Published May 20, 2004

"So Democrats really are smarter," teased the small headline in the latest issue of the Economist, a London-based news magazine that closely follows U.S. politics. That piqued our curiosity, so we read on.

The magazine, using as its source IQ and the Wealth of Nations by Richard Lynn and Tatu Vanhanen, found that Al Gore carried nine of the 10 states with the highest average IQ in the 2000 presidential election, while George W. Bush swept the 10 states at the bottom of the list.

We're not sure what this means, if anything, but Democrats may find some consolation in the fact that Gore won not only more popular votes than Bush but also more smart votes.

Gore won Connecticut (113), Massachusetts (111), New Jersey (111), New York (109), Rhode Island (107), Hawaii (106), Maryland (105), Illinois (104) and Delaware (103).

Bush carried only one of the high-IQ states - New Hampshire (105).
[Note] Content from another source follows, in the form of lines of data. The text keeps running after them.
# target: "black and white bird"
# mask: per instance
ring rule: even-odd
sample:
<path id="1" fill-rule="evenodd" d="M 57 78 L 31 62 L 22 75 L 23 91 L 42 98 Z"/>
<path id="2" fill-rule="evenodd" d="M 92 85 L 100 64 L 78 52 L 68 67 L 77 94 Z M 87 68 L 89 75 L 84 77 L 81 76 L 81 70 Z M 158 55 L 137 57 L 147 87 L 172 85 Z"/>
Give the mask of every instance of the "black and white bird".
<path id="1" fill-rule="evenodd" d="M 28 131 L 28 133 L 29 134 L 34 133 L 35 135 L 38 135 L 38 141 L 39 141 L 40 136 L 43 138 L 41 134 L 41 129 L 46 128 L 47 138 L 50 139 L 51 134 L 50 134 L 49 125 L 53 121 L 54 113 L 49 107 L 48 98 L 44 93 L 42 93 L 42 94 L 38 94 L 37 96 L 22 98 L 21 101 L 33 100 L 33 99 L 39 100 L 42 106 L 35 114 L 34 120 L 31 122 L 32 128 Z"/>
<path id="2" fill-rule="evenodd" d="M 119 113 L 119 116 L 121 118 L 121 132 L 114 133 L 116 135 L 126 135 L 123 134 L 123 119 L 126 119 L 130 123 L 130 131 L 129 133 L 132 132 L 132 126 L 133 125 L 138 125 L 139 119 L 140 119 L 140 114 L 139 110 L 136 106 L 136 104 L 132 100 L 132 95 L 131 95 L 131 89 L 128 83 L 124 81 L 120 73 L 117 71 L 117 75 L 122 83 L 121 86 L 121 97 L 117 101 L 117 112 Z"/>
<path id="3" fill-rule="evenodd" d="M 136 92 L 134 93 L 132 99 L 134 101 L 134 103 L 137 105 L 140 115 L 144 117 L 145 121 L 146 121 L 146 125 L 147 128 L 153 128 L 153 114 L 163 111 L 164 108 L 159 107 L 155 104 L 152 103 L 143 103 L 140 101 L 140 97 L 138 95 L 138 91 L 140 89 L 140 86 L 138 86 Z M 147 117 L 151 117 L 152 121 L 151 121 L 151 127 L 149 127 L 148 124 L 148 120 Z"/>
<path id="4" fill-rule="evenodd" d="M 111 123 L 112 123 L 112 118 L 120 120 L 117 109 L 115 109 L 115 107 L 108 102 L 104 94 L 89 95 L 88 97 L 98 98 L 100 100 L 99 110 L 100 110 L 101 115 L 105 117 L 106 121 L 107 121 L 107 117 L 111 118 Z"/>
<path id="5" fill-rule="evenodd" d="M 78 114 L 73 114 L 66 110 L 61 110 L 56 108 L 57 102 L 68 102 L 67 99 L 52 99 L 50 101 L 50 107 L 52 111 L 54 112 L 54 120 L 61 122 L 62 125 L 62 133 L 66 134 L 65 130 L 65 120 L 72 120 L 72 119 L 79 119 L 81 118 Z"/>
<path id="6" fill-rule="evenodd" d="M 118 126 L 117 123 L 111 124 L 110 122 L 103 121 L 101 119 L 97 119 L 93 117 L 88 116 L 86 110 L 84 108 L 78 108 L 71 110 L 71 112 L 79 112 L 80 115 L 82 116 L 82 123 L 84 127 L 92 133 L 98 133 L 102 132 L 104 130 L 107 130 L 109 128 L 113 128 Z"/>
However, he blew Gore away in the 10 states with the lowest average IQ - Alabama (90), Louisiana (90), Montana (90), Oklahoma (90), South Dakota (90), South Carolina (89), Wyoming (89), Idaho (87), Utah (87) and Mississippi (85).

We assume Florida was somewhere in the middle since it was not mentioned. However, we can't help but wonder why the average IQ of U.S. Supreme Court justices didn't make the list.